Bias and Inaccuracy in AI Chatbot Ophthalmologist Recommendations

Michael C Oca; Leo Meller; Katherine Wilson; Alomi O Parikh; Allison McCoy; Jessica Chang; Rasika Sudharshan; Shreya Gupta; Sandy Zhang-Nunes

doi:10.7759/cureus.45911

Bias and Inaccuracy in AI Chatbot Ophthalmologist Recommendations

Cureus. 2023 Sep 25;15(9):e45911. doi: 10.7759/cureus.45911. eCollection 2023 Sep.

Authors

Michael C Oca¹, Leo Meller¹, Katherine Wilson¹, Alomi O Parikh², Allison McCoy³, Jessica Chang², Rasika Sudharshan², Shreya Gupta², Sandy Zhang-Nunes²

Affiliations

¹ Orthopedic Surgery, Shiley Eye Institute, University of California (UC) San Diego Health, La Jolla, USA.
² Ophthalmology, University of Southern California (USC) Roski Eye Institute, Keck School of Medicine of University of Southern California, Los Angeles, USA.
³ Plastic Surgery, Del Mar Plastic Surgery, San Diego, USA.

Abstract

Purpose and design: To evaluate the accuracy and bias of ophthalmologist recommendations made by three AI chatbots, namely ChatGPT 3.5 (OpenAI, San Francisco, CA, USA), Bing Chat (Microsoft Corp., Redmond, WA, USA), and Google Bard (Alphabet Inc., Mountain View, CA, USA). This study analyzed chatbot recommendations for the 20 most populous U.S. cities.

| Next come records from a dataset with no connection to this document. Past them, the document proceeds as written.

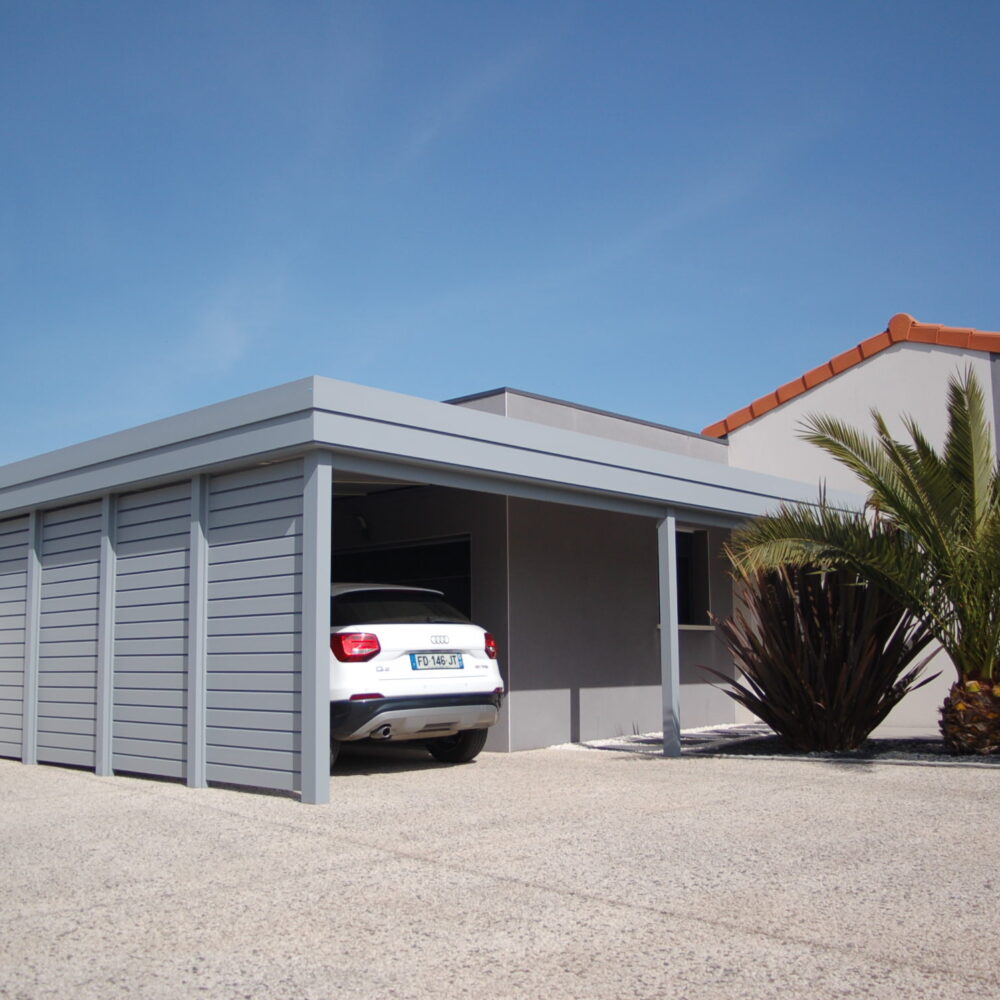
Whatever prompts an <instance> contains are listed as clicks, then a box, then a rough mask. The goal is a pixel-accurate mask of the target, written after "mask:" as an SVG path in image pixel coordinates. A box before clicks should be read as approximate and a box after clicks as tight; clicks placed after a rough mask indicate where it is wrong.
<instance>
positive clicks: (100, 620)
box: [94, 494, 116, 777]
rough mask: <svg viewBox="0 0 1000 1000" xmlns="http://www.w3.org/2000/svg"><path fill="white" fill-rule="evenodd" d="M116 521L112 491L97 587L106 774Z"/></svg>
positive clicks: (111, 736) (101, 758) (97, 724)
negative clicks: (115, 533)
mask: <svg viewBox="0 0 1000 1000" xmlns="http://www.w3.org/2000/svg"><path fill="white" fill-rule="evenodd" d="M115 521H116V504H115V498H114V496H113V495H111V494H108V495H106V496H105V497H104V500H103V502H102V504H101V561H100V571H99V573H100V575H99V582H98V591H97V593H98V598H97V704H96V706H95V712H94V771H95V772H96V773H97V774H98V775H100V776H102V777H108V776H109V775H111V774H112V773H113V769H112V752H113V742H112V725H113V723H112V715H113V711H112V708H113V703H114V694H115V674H114V670H115V560H116V555H115Z"/></svg>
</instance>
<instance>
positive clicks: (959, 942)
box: [0, 748, 1000, 1000]
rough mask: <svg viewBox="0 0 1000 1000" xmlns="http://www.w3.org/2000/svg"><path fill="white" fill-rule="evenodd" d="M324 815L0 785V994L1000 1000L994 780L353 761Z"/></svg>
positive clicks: (135, 790) (280, 807) (951, 770)
mask: <svg viewBox="0 0 1000 1000" xmlns="http://www.w3.org/2000/svg"><path fill="white" fill-rule="evenodd" d="M338 768H339V769H338V773H337V774H336V775H335V776H334V777H333V778H332V779H331V781H332V799H333V801H332V804H331V805H330V806H303V805H300V804H299V803H298V802H296V801H294V800H292V799H290V798H287V797H284V796H279V795H264V794H248V793H247V792H241V791H235V790H231V789H217V788H216V789H206V790H191V789H187V788H185V787H183V786H180V785H177V784H173V783H168V782H161V781H149V780H143V779H139V778H127V777H118V778H111V779H102V778H97V777H95V776H94V775H93V774H90V773H88V772H84V771H76V770H70V769H64V768H56V767H44V766H43V767H25V766H23V765H20V764H18V763H14V762H10V761H0V817H2V818H0V843H2V845H3V847H2V854H0V858H2V875H3V890H4V891H3V894H2V903H0V907H2V908H0V917H2V920H3V928H2V937H0V966H2V969H0V971H2V978H0V995H2V996H3V997H5V998H17V1000H29V998H30V1000H36V998H43V997H44V998H50V997H51V998H59V1000H90V998H94V1000H98V998H99V1000H113V998H130V1000H136V998H164V1000H167V998H169V1000H178V998H186V997H209V998H216V997H217V998H227V1000H228V998H253V1000H257V998H281V1000H298V998H309V1000H313V998H315V1000H328V998H341V997H344V998H348V997H350V998H367V997H372V998H410V997H413V998H418V997H419V998H423V997H436V998H445V997H447V998H455V997H477V998H505V997H523V998H530V1000H537V998H546V1000H558V998H564V997H573V998H581V1000H602V998H607V1000H619V998H621V1000H633V998H638V1000H645V998H649V1000H654V998H655V1000H727V998H756V997H760V998H774V997H788V998H794V1000H824V998H834V997H836V998H847V997H850V998H860V997H865V998H871V997H879V998H892V1000H900V998H910V997H914V998H915V997H920V998H925V997H926V998H928V1000H948V998H969V1000H972V998H975V1000H984V998H986V997H995V996H998V995H1000V984H998V972H997V970H998V963H997V959H996V953H995V950H994V949H993V942H994V940H995V938H996V936H997V932H998V931H1000V912H998V911H1000V903H998V900H1000V891H998V890H1000V884H998V876H997V874H996V870H997V869H996V844H997V830H998V806H1000V772H998V771H996V770H984V769H980V770H976V769H971V768H970V769H961V768H940V767H938V768H935V767H922V766H910V767H897V766H891V765H881V764H854V763H852V764H843V763H829V764H826V763H814V762H809V763H803V762H798V761H776V760H761V759H757V760H754V759H732V760H730V759H719V758H707V759H698V758H687V759H679V760H665V759H663V758H660V757H656V756H648V755H642V754H635V753H627V752H621V753H619V752H614V751H597V750H581V749H578V748H576V749H563V748H553V749H550V750H538V751H531V752H527V753H517V754H504V755H501V754H483V755H482V756H481V757H480V758H479V759H478V760H477V761H476V762H475V763H473V764H468V765H461V766H453V767H447V766H442V765H438V764H433V763H430V762H427V761H424V760H423V759H421V757H420V756H419V755H418V754H416V753H414V752H412V751H399V750H396V751H393V750H391V749H385V750H382V751H379V752H377V753H372V754H371V755H368V756H365V755H358V754H354V755H345V756H344V758H343V760H342V762H341V764H340V765H338Z"/></svg>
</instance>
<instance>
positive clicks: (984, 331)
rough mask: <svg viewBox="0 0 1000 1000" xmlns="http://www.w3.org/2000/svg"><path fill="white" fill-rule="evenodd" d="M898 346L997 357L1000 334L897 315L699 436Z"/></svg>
mask: <svg viewBox="0 0 1000 1000" xmlns="http://www.w3.org/2000/svg"><path fill="white" fill-rule="evenodd" d="M901 343H911V344H934V345H936V346H939V347H957V348H961V349H963V350H973V351H987V352H989V353H990V354H1000V332H996V333H993V332H989V331H984V330H973V329H971V328H970V327H961V326H941V325H939V324H937V323H919V322H917V320H915V319H914V318H913V317H912V316H911V315H909V313H897V314H896V315H895V316H893V317H892V319H890V320H889V323H888V325H887V326H886V328H885V330H883V331H882V333H877V334H875V336H873V337H869V338H868V339H867V340H863V341H861V343H860V344H858V345H857V346H856V347H852V348H851V349H850V350H847V351H844V352H843V354H838V355H837V356H836V357H835V358H832V359H831V360H830V361H827V362H826V363H824V364H822V365H818V366H817V367H816V368H813V369H812V370H811V371H808V372H806V373H805V375H802V376H800V377H799V378H796V379H792V381H791V382H786V383H785V384H784V385H782V386H779V387H778V388H777V389H776V390H775V391H774V392H769V393H767V394H766V395H763V396H761V397H760V398H759V399H755V400H754V401H753V402H752V403H751V404H750V405H749V406H744V407H743V408H742V409H739V410H736V411H734V412H733V413H730V414H729V416H728V417H725V418H724V419H722V420H719V421H717V422H716V423H714V424H710V425H709V426H708V427H706V428H705V429H704V430H703V431H702V434H705V435H706V436H708V437H725V436H726V435H727V434H729V433H730V432H732V431H734V430H736V429H737V428H739V427H743V426H744V425H745V424H748V423H750V421H751V420H754V419H756V418H757V417H759V416H762V415H763V414H765V413H768V412H770V411H771V410H773V409H775V408H776V407H778V406H781V405H782V404H783V403H787V402H788V401H789V400H791V399H795V398H796V397H797V396H801V395H802V394H803V393H805V392H808V391H809V390H810V389H813V388H815V387H816V386H817V385H820V384H822V383H823V382H826V381H828V380H829V379H831V378H833V377H834V376H835V375H840V374H841V373H842V372H845V371H847V370H848V369H849V368H853V367H854V366H855V365H857V364H860V363H861V362H862V361H866V360H867V359H868V358H871V357H874V356H875V355H876V354H880V353H881V352H882V351H884V350H887V349H888V348H890V347H892V346H893V344H901Z"/></svg>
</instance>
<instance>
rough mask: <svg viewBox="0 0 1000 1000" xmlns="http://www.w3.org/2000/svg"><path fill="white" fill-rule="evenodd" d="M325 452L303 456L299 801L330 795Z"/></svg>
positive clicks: (329, 517) (329, 500)
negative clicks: (300, 780) (303, 460)
mask: <svg viewBox="0 0 1000 1000" xmlns="http://www.w3.org/2000/svg"><path fill="white" fill-rule="evenodd" d="M332 464H333V463H332V455H331V454H330V453H329V452H321V451H317V452H310V453H309V454H308V455H306V457H305V470H304V471H305V485H304V491H305V496H304V497H303V518H302V752H301V761H302V764H301V767H302V801H303V802H309V803H312V804H315V805H322V804H324V803H327V802H329V801H330V559H331V555H330V550H331V547H332V544H333V538H332V519H333V467H332Z"/></svg>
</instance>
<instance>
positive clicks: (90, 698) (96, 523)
mask: <svg viewBox="0 0 1000 1000" xmlns="http://www.w3.org/2000/svg"><path fill="white" fill-rule="evenodd" d="M100 558H101V503H100V501H99V500H98V501H93V502H91V503H84V504H76V505H75V506H73V507H63V508H61V509H59V510H48V511H45V513H44V514H43V515H42V537H41V569H42V575H41V605H40V607H41V615H40V632H39V642H38V652H39V657H38V759H39V761H45V762H49V763H57V764H82V765H85V766H88V767H93V766H94V732H95V725H96V722H95V719H96V702H97V604H98V598H97V594H98V576H99V570H100Z"/></svg>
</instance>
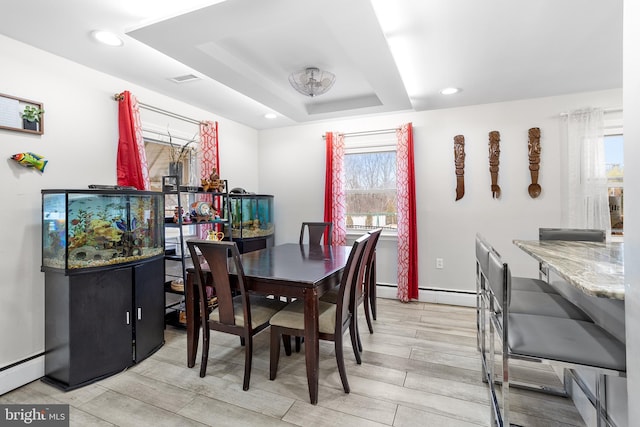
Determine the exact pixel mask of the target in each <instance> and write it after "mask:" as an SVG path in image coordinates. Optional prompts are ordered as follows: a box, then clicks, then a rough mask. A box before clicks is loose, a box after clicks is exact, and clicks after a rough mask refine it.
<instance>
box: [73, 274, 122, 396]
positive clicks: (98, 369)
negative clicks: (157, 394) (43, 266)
mask: <svg viewBox="0 0 640 427" xmlns="http://www.w3.org/2000/svg"><path fill="white" fill-rule="evenodd" d="M131 278H132V276H131V267H127V268H120V269H115V270H107V271H99V272H95V273H86V274H78V275H76V276H73V277H71V280H70V286H71V289H70V293H69V295H70V307H69V310H70V312H69V316H70V322H69V328H70V329H71V331H70V347H71V351H70V354H71V356H70V358H71V360H70V378H69V385H71V386H72V385H75V384H81V383H83V382H85V381H88V380H93V379H98V378H100V377H102V376H106V375H110V374H113V373H115V372H118V371H121V370H123V369H125V368H127V367H129V366H131V365H132V363H133V357H132V356H133V351H132V345H131V336H132V332H133V328H132V316H131V307H132V302H133V298H132V291H131V289H132V283H131Z"/></svg>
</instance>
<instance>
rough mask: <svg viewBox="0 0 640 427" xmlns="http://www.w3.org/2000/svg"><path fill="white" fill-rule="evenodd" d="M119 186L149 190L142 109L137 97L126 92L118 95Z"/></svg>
mask: <svg viewBox="0 0 640 427" xmlns="http://www.w3.org/2000/svg"><path fill="white" fill-rule="evenodd" d="M118 130H119V133H120V136H119V139H118V157H117V164H116V173H117V178H118V185H122V186H133V187H135V188H136V189H138V190H148V189H149V188H150V187H149V169H148V168H147V156H146V153H145V150H144V140H143V138H142V124H141V122H140V108H139V106H138V101H137V100H136V98H135V96H133V95H131V93H130V92H129V91H128V90H126V91H124V92H122V93H121V94H120V95H118Z"/></svg>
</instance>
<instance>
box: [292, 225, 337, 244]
mask: <svg viewBox="0 0 640 427" xmlns="http://www.w3.org/2000/svg"><path fill="white" fill-rule="evenodd" d="M305 230H308V234H309V238H308V241H307V243H308V244H310V245H321V244H322V238H323V237H326V241H327V242H328V243H327V244H329V245H330V244H331V235H332V233H333V223H332V222H303V223H302V226H301V227H300V244H301V245H302V244H303V243H304V235H305Z"/></svg>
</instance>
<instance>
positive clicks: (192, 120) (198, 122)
mask: <svg viewBox="0 0 640 427" xmlns="http://www.w3.org/2000/svg"><path fill="white" fill-rule="evenodd" d="M113 99H114V100H116V101H121V100H122V94H119V93H116V94H115V95H114V96H113ZM138 105H139V106H140V107H142V108H144V109H145V110H149V111H153V112H155V113H160V114H164V115H165V116H168V117H173V118H174V119H179V120H182V121H185V122H187V123H193V124H195V125H200V124H204V125H206V126H208V124H207V123H206V122H203V121H201V120H196V119H192V118H191V117H187V116H182V115H180V114H177V113H174V112H171V111H167V110H164V109H162V108H159V107H154V106H153V105H149V104H145V103H143V102H140V101H138Z"/></svg>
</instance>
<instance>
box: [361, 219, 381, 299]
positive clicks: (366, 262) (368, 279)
mask: <svg viewBox="0 0 640 427" xmlns="http://www.w3.org/2000/svg"><path fill="white" fill-rule="evenodd" d="M380 234H382V228H376V229H375V230H371V231H369V236H371V237H370V238H369V240H368V242H367V246H366V247H365V248H364V254H363V255H362V263H361V264H362V265H361V266H360V273H359V275H360V276H361V277H359V278H358V286H357V287H356V297H357V298H358V299H357V300H356V301H357V302H359V300H360V299H361V298H362V296H363V295H364V292H363V290H364V287H369V286H375V283H371V281H372V280H373V271H374V265H373V264H374V263H375V262H376V246H377V245H378V239H379V238H380Z"/></svg>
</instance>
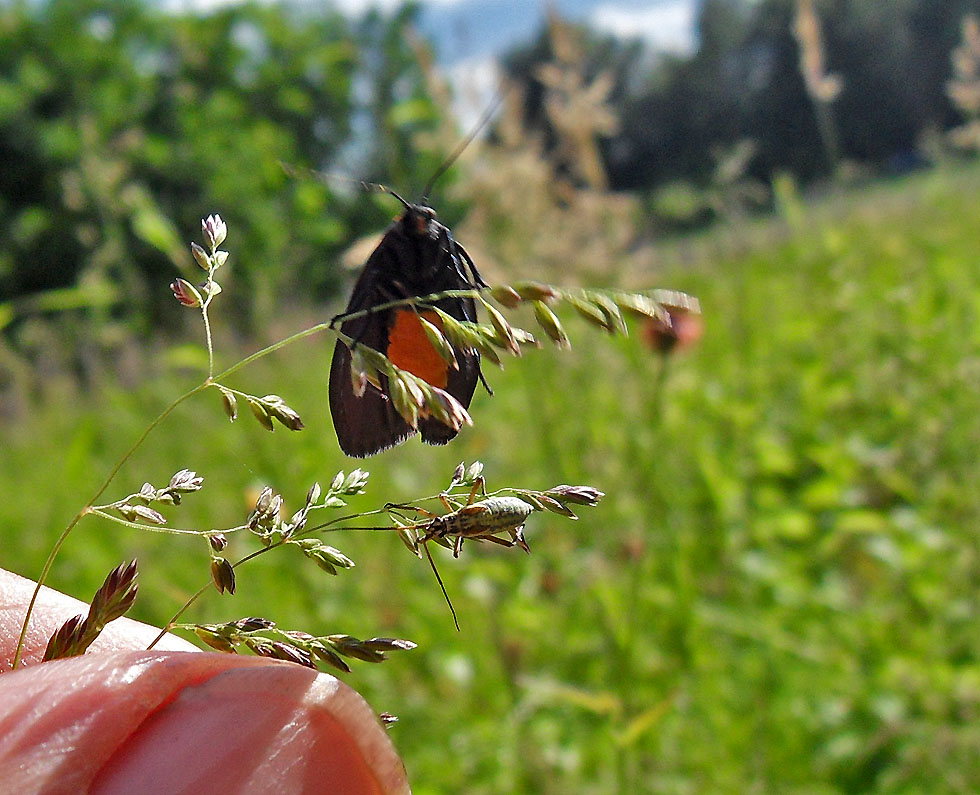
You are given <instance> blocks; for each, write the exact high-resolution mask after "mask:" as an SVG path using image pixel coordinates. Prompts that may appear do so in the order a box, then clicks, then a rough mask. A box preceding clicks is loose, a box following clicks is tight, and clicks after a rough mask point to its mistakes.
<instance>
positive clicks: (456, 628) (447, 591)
mask: <svg viewBox="0 0 980 795" xmlns="http://www.w3.org/2000/svg"><path fill="white" fill-rule="evenodd" d="M422 546H423V547H424V548H425V556H426V557H427V558H428V559H429V565H430V566H432V573H433V574H435V575H436V581H437V582H438V583H439V587H440V588H442V595H443V596H445V597H446V604H447V605H449V612H450V613H452V614H453V623H454V624H455V625H456V631H457V632H459V619H458V618H456V609H455V608H454V607H453V601H452V599H450V598H449V592H448V591H447V590H446V586H445V585H443V584H442V577H440V576H439V569H437V568H436V562H435V561H434V560H433V559H432V553H431V552H429V545H428V544H422Z"/></svg>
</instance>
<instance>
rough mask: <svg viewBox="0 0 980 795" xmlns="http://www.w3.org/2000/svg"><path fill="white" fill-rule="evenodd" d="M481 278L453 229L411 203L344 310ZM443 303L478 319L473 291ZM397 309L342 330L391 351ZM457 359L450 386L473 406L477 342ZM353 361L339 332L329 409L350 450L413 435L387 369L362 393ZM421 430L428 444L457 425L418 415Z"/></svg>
mask: <svg viewBox="0 0 980 795" xmlns="http://www.w3.org/2000/svg"><path fill="white" fill-rule="evenodd" d="M471 279H472V281H471ZM476 286H485V285H484V282H483V280H482V279H481V278H480V275H479V273H477V271H476V269H475V268H474V267H473V264H472V260H470V258H469V256H468V255H467V254H466V253H465V252H463V251H462V248H461V247H460V246H458V245H457V244H456V242H455V241H454V240H453V237H452V234H451V232H450V231H449V229H448V228H447V227H446V226H444V225H443V224H440V223H438V222H437V221H436V220H435V218H434V213H433V212H432V211H431V210H430V209H429V208H425V207H420V206H418V205H410V206H409V207H408V208H407V209H406V211H405V213H404V214H403V215H402V216H401V217H400V218H399V219H398V220H397V221H395V223H394V224H392V226H391V227H389V228H388V230H387V231H386V232H385V235H384V237H383V238H382V239H381V242H380V243H379V244H378V247H377V248H376V249H375V250H374V252H373V253H372V254H371V256H370V257H369V258H368V261H367V264H366V265H365V266H364V270H363V272H362V273H361V275H360V278H358V280H357V283H356V284H355V285H354V291H353V293H352V295H351V300H350V303H349V304H348V306H347V310H346V311H345V313H344V314H350V313H353V312H358V311H361V310H363V309H367V308H370V307H372V306H375V305H377V304H380V303H385V302H388V301H392V300H397V299H399V298H409V297H414V296H421V295H429V294H431V293H437V292H441V291H444V290H458V289H470V288H473V287H476ZM436 306H438V307H439V309H441V310H442V311H444V312H446V313H447V314H448V315H450V316H451V317H454V318H456V319H457V320H475V319H476V305H475V302H474V301H473V299H471V298H446V299H443V300H441V301H439V302H438V303H437V304H436ZM395 311H396V310H386V311H380V312H372V313H370V314H367V315H365V316H363V317H359V318H353V319H350V320H345V321H343V322H342V323H341V326H340V330H341V331H342V332H343V333H344V334H345V335H347V336H348V337H350V338H351V339H353V340H354V341H355V342H356V343H357V344H363V345H367V346H369V347H371V348H374V349H375V350H377V351H380V352H381V353H385V354H387V349H388V334H389V330H390V327H391V324H392V322H393V320H394V316H395ZM456 359H457V362H458V364H459V369H458V370H453V369H451V368H450V369H449V370H448V372H447V383H446V391H447V392H449V393H450V394H451V395H452V396H453V397H455V398H456V399H457V400H458V401H459V402H460V403H462V404H463V405H464V406H467V407H468V406H469V404H470V400H471V399H472V397H473V392H474V390H475V388H476V382H477V380H478V379H479V377H480V355H479V353H477V352H476V351H475V350H472V349H467V350H459V349H457V350H456ZM350 366H351V352H350V350H349V349H348V348H347V346H346V345H345V344H344V343H343V342H341V341H340V340H338V341H337V344H336V346H335V348H334V355H333V361H332V362H331V365H330V413H331V415H332V416H333V422H334V429H335V430H336V432H337V440H338V441H339V442H340V447H341V449H342V450H343V451H344V453H346V454H347V455H349V456H351V457H353V458H365V457H367V456H371V455H374V454H375V453H379V452H381V451H382V450H385V449H387V448H389V447H393V446H395V445H396V444H399V443H401V442H403V441H404V440H405V439H407V438H408V437H409V436H411V435H413V434H414V433H415V430H414V429H413V428H412V427H411V426H409V425H408V423H406V422H405V420H403V419H402V418H401V416H400V415H399V414H398V412H397V411H395V409H394V407H393V406H392V403H391V401H390V400H389V398H388V395H387V379H386V378H385V376H384V375H382V376H381V378H380V381H381V387H382V389H381V391H379V390H377V389H375V388H374V387H373V386H370V385H369V386H368V387H367V389H366V391H365V392H364V394H363V395H361V396H360V397H358V396H357V395H355V394H354V387H353V384H352V383H351V372H350ZM418 431H419V433H420V435H421V437H422V441H424V442H426V443H428V444H446V443H447V442H449V441H450V440H451V439H452V438H453V437H455V436H456V433H457V432H456V431H454V430H453V429H452V428H450V427H449V426H447V425H444V424H442V423H441V422H438V421H437V420H435V419H432V418H427V419H422V420H419V424H418Z"/></svg>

Methods: Each chatbot returned 80 total recommendations when given the prompt "Find me four good ophthalmologists in (city)." Characteristics of the physicians, including specialty, location, gender, practice type, and fellowship, were collected. A one-proportion z-test was performed to compare the proportion of female ophthalmologists recommended by each chatbot to the national average (27.2% per the Association of American Medical Colleges (AAMC)). Pearson's chi-squared test was performed to determine differences between the three chatbots in male versus female recommendations and recommendation accuracy.

Results: Female ophthalmologists recommended by Bing Chat (1.61%) and Bard (8.0%) were significantly less than the national proportion of 27.2% practicing female ophthalmologists (p<0.001, p<0.01, respectively). ChatGPT recommended fewer female (29.5%) than male ophthalmologists (p<0.722). ChatGPT (73.8%), Bing Chat (67.5%), and Bard (62.5%) gave high rates of inaccurate recommendations. Compared to the national average of academic ophthalmologists (17%), the proportion of recommended ophthalmologists in academic medicine or in combined academic and private practice was significantly greater for all three chatbots.

Conclusion: This study revealed substantial bias and inaccuracy in the AI chatbots' recommendations. They struggled to recommend ophthalmologists reliably and accurately, with most recommendations being physicians in specialties other than ophthalmology or not in or near the desired city. Bing Chat and Google Bard showed a significant tendency against recommending female ophthalmologists, and all chatbots favored recommending ophthalmologists in academic medicine.

Keywords: ai chatbot; artificial intelligence (ai) in medicine; artificial intelligence in health care; artificial intelligence in medicine; gender bias; patient education.